Get only specific object within json in a data frame

I would like to import a single object from a json file into a R data frame. Normally I use fromJSON() from the jsonlite package. However now I want to load this json into a data frame and then only the object that is called plays.
If I use:
library(jsonlite)
df <- fromJSON("http://live.nhl.com/GameData/20132014/2013020555/PlayByPlay.json")
It gives a data frame containing all the objects. Is there a way to only load the plays object in the data frame? Or should I just load the complete json and restructure this within R?
That does return a dataframe, although it 's kind of a mangled gemisch of list and dataframe. If you use a different package, it is just a list.

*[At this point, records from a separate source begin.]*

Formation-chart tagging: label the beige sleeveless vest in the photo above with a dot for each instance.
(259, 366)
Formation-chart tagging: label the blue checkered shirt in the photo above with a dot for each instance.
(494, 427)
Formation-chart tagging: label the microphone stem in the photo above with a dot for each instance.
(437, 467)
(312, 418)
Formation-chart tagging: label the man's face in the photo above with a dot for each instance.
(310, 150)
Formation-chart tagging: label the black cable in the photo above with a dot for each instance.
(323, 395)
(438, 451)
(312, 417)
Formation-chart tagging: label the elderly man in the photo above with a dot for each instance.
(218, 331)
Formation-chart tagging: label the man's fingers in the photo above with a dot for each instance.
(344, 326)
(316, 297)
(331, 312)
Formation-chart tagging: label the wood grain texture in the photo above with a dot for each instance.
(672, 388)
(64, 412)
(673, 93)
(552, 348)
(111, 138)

Using str(df) (warning ...long output)
library(RJSONIO)
str(df)
#------------
List of 1
$ data:List of 2
..$ refreshInterval: num 0
..$ game :List of 7
.. ..$ awayteamid : num 24
.. ..$ awayteamname: chr "Anaheim Ducks"
.. ..$ hometeamname: chr "Washington Capitals"
.. ..$ plays :List of 1
.. .. ..$ play:List of 102
.. .. .. ..$ :List of 28
-----------Output truncated----------------
.... shows that the plays portions can be obtained with:
plays_out <- df$data$game$plays
I do not see that there is any advantage in trying to parse this yourself. Most of the "volume" of data is in the plays component.

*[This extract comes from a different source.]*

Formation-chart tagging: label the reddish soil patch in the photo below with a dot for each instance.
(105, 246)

When I use jsonlite::fromJSON I get a slightly different structure which is sufficiently different that I now I need to use a different call to get the plays items:
> str(df )
'data.frame': 1 obs. of 2 variables:
$ refreshInterval:List of 1
..$ data: num 0
$ game :'data.frame': 1 obs. of 7 variables:
..$ awayteamid :List of 1
.. ..$ data: num 24
..$ awayteamname:List of 1
.. ..$ data: chr "Anaheim Ducks"
..$ hometeamname:List of 1
.. ..$ data: chr "Washington Capitals"
..$ plays :'data.frame': 1 obs. of 1 variable:
.. ..$ play:List of 1
.. .. ..$ data:'data.frame': 102 obs. of 29 variables:
.. .. .. ..$ aoi :List of 102
.. .. .. .. ..$ : num 8470612 8470621 8473933 8473972 8475151 ...

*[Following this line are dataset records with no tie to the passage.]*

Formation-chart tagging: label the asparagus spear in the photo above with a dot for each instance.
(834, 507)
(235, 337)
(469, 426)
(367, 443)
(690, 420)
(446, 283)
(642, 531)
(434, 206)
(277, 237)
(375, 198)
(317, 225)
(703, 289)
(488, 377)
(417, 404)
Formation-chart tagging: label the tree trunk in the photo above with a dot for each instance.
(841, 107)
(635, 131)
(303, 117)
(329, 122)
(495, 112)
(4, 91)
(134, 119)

.. .. .. .. ..$ : num 8459442 8467332 8467400 8471476 8471699 ...
.. .. .. .. ..$ : num 8459442 8467332 8467400 8471476 8471699 ...
.. .. .. .. ..$ : num 8459442 8467332 8467400 8471476 8471699 ...
#------snipped output------------
> length(df$game$plays)
[1] 1
> length(df$game$plays$play)
[1] 1
> length(df$game$plays$play$data)
[1] 29
I think I prefer the result from RJSONIO::fromJSON, since it doesn't add the complexity of dataframe coercion.